Data Profiling
This section requires a Practicus AI Cloud Worker. Please visit the introduction to Cloud Workers section of this tutorial to learn more.
Profiling your data is an extremely powerful way to get a good understanding of your data distribution and correlations.
- Open Explore tab
- Make sure a Cloud Worker is selected (upper right)
- Select Cloud Worker Files and open the file below
- Home > samples > insurance.csv
- Select Analyze > Profile
After a few minutes, you will see the data profile completed.
You will see several statistical calculations about this data.
When you click Alerts, you will see various alerts, such as high correlation.
Click Variables on the up-right tab, and Select Variables as Age
When you click Correlations on the up-right tab, you will see a correlation heatmap.
- If you want to see the correlation matrix, you can click Table.
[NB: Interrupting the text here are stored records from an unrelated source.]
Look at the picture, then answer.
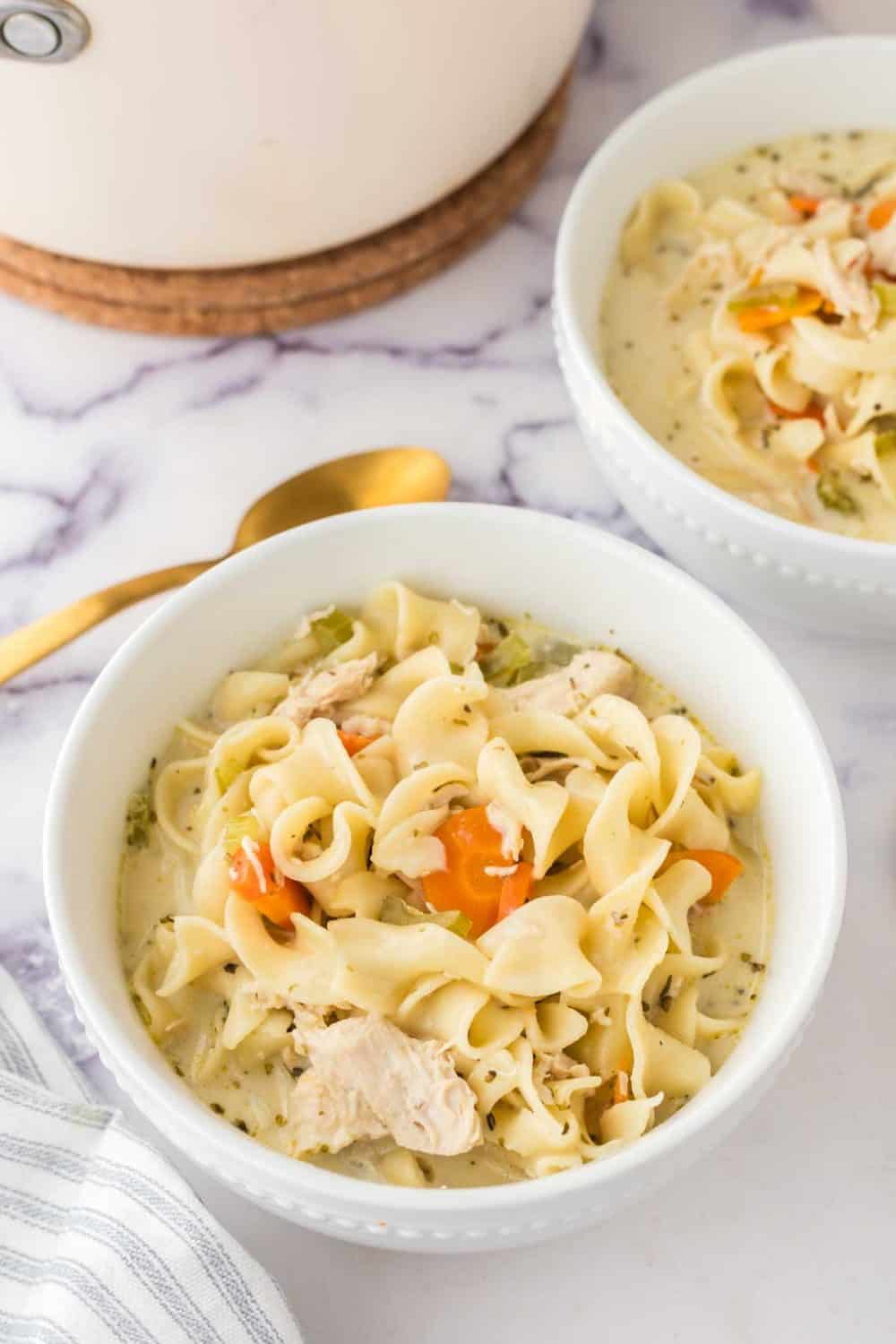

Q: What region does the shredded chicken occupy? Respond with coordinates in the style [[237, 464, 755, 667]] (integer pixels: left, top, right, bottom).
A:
[[336, 709, 392, 738], [274, 653, 377, 728], [813, 238, 880, 331], [291, 1016, 482, 1155], [532, 1050, 589, 1105], [289, 1069, 388, 1153], [503, 650, 634, 714], [662, 239, 737, 312]]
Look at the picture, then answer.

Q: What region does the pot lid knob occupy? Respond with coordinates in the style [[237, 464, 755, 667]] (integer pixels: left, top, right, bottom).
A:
[[0, 0, 90, 65]]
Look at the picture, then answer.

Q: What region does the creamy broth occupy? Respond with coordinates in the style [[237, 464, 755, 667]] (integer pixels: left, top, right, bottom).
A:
[[598, 131, 896, 542], [119, 586, 772, 1188]]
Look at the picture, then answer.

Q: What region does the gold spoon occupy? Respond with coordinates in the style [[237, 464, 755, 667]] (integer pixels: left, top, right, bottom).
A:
[[0, 448, 452, 685]]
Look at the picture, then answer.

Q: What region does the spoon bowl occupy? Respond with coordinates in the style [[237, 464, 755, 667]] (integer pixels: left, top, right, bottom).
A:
[[231, 448, 452, 554], [0, 448, 452, 685]]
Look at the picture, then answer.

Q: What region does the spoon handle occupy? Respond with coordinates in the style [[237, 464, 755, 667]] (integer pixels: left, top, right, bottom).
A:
[[0, 561, 218, 685]]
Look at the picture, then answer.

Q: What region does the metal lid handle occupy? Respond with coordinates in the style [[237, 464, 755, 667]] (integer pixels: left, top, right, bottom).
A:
[[0, 0, 90, 65]]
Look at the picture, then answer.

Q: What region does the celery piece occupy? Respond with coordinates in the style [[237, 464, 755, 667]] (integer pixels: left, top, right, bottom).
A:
[[815, 472, 858, 513], [728, 282, 799, 314], [224, 812, 263, 859], [215, 760, 246, 793], [380, 895, 473, 938], [312, 607, 353, 658], [872, 280, 896, 317], [481, 631, 532, 685], [125, 789, 156, 849]]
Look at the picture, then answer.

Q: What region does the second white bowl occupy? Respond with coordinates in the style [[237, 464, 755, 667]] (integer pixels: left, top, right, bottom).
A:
[[555, 38, 896, 639]]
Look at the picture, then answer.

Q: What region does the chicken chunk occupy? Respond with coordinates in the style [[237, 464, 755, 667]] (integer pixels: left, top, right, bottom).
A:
[[503, 650, 634, 714], [294, 1016, 482, 1155], [813, 238, 880, 332], [289, 1069, 388, 1153], [336, 711, 392, 738], [274, 653, 377, 728], [532, 1050, 589, 1105]]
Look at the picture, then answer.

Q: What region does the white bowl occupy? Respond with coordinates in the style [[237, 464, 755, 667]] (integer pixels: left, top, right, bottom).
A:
[[44, 504, 845, 1252], [555, 38, 896, 639]]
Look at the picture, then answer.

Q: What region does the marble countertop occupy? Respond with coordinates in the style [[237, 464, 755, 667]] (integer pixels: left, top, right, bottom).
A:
[[0, 0, 896, 1344]]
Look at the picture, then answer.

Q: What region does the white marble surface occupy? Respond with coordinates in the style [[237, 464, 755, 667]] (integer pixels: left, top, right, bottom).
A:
[[0, 0, 896, 1344]]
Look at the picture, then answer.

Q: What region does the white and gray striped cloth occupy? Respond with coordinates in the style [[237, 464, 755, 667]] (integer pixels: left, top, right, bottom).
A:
[[0, 967, 301, 1344]]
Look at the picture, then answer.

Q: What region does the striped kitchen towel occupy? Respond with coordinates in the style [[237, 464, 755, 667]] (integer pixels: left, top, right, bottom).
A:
[[0, 967, 301, 1344]]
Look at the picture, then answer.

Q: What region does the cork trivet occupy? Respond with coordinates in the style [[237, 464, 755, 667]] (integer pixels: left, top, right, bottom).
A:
[[0, 74, 570, 336]]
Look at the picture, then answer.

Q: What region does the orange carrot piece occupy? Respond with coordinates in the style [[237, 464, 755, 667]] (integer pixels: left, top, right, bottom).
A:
[[868, 196, 896, 230], [659, 849, 745, 906], [227, 840, 312, 929], [495, 863, 532, 924], [337, 728, 379, 755], [788, 195, 821, 215], [737, 289, 823, 332], [769, 400, 825, 425], [423, 808, 532, 938]]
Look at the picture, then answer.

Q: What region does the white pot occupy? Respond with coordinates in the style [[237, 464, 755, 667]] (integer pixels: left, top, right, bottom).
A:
[[0, 0, 591, 268]]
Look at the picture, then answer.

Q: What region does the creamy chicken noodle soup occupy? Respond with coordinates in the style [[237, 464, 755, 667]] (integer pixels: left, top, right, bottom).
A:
[[599, 131, 896, 542], [121, 583, 771, 1187]]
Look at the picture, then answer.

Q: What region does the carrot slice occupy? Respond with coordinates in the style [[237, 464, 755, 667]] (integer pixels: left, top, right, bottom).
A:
[[659, 849, 745, 906], [495, 863, 532, 924], [337, 728, 379, 755], [227, 840, 312, 929], [737, 289, 823, 332], [769, 400, 825, 425], [423, 808, 532, 938], [788, 196, 821, 215], [868, 196, 896, 228]]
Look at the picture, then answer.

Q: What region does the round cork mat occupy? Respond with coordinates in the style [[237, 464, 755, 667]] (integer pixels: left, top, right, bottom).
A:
[[0, 74, 570, 336]]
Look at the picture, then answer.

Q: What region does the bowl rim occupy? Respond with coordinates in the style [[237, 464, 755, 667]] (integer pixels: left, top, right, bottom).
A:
[[554, 32, 896, 561], [43, 503, 847, 1220]]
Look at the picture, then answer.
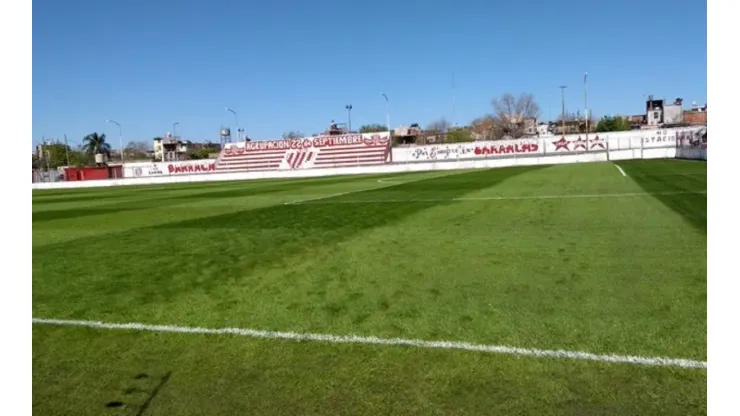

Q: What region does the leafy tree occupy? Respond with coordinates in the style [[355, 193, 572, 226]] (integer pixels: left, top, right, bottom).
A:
[[360, 124, 388, 133], [470, 114, 496, 140], [445, 129, 473, 143], [596, 116, 632, 133], [82, 133, 111, 157], [32, 143, 87, 169]]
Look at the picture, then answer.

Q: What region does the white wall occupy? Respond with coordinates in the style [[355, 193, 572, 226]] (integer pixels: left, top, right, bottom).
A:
[[32, 129, 707, 189]]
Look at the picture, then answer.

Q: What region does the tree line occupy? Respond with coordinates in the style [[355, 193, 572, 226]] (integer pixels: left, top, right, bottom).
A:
[[283, 93, 632, 143]]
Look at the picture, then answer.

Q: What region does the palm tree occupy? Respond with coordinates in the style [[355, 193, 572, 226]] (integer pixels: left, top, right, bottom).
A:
[[82, 133, 111, 157]]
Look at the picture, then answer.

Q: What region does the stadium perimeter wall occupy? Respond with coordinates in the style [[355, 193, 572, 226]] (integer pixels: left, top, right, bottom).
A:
[[32, 142, 707, 189]]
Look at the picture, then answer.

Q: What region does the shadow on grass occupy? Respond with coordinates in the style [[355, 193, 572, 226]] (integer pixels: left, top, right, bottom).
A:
[[33, 167, 540, 317], [619, 160, 707, 233]]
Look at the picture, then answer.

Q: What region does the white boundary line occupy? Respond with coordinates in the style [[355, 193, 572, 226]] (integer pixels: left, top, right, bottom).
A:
[[32, 318, 707, 369], [291, 188, 707, 205], [614, 163, 627, 176]]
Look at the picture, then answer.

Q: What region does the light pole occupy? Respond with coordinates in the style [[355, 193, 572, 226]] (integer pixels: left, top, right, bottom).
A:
[[380, 92, 391, 132], [105, 119, 123, 163], [559, 85, 568, 138], [344, 104, 352, 133], [583, 72, 589, 142], [226, 107, 242, 142]]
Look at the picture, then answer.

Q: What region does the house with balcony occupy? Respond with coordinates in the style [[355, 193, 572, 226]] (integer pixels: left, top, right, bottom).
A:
[[153, 133, 191, 162]]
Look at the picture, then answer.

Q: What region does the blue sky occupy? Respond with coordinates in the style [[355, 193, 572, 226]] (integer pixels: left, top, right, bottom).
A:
[[33, 0, 707, 146]]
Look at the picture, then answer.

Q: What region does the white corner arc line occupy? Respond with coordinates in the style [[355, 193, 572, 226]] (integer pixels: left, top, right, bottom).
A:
[[32, 318, 707, 369], [292, 188, 707, 205], [614, 163, 627, 176]]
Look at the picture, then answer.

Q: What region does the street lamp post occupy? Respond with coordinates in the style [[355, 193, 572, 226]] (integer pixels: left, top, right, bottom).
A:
[[226, 107, 242, 142], [105, 119, 123, 163], [583, 72, 590, 145], [344, 104, 352, 133], [559, 85, 568, 138], [380, 92, 391, 132]]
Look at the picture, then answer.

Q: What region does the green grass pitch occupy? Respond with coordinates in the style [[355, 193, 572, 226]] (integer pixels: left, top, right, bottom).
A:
[[33, 160, 707, 415]]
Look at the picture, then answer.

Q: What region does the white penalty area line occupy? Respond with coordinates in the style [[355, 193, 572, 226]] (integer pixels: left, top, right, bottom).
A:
[[32, 318, 707, 369], [290, 188, 707, 205], [614, 163, 627, 176]]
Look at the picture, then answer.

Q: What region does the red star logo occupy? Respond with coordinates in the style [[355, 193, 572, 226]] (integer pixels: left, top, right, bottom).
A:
[[591, 136, 606, 150], [552, 137, 570, 151], [573, 136, 588, 150]]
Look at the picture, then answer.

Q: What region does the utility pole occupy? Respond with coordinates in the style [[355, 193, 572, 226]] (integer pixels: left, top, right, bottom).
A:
[[559, 85, 568, 138], [452, 72, 457, 127], [105, 119, 123, 164], [380, 92, 391, 131], [583, 72, 590, 142], [64, 133, 69, 166], [344, 104, 352, 133]]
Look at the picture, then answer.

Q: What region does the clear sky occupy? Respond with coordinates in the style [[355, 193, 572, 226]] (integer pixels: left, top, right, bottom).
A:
[[33, 0, 707, 147]]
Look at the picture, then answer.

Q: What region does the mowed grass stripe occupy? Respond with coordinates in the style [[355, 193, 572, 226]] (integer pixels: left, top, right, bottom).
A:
[[34, 165, 706, 359], [33, 164, 706, 415], [33, 325, 707, 416]]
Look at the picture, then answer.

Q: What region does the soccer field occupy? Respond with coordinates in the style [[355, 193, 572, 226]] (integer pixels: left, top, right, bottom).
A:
[[33, 160, 707, 415]]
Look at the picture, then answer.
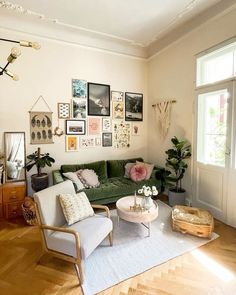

In this example, all correlations are positive, so they are displayed with blue. Negative correlations are displayed in red. E.g. If we had a column about how fast someone can run, age column would probably have a negative correlation. I.e. if someone is younger, they would run faster.
Profiling for difference
You can make changes to your data and then create a profile to compare with the original.
- Go back to the insurance dataset
- Under smoker column click on a cell that has the no value
- Select Filter to keep cell value
- Select Analyze > Profile again
- You will be asked if you would like to compare with the original data set, select yes
You will now see all the statistics for the original and current data and can compare them side-by-side.
Click Variables on the up-right tab, and Select Variables as Age
- See the descriptive statistics of the comparison of the old version of the age variable with the new version.
- In addition, you can click More Details to see statistics, histograms, etc.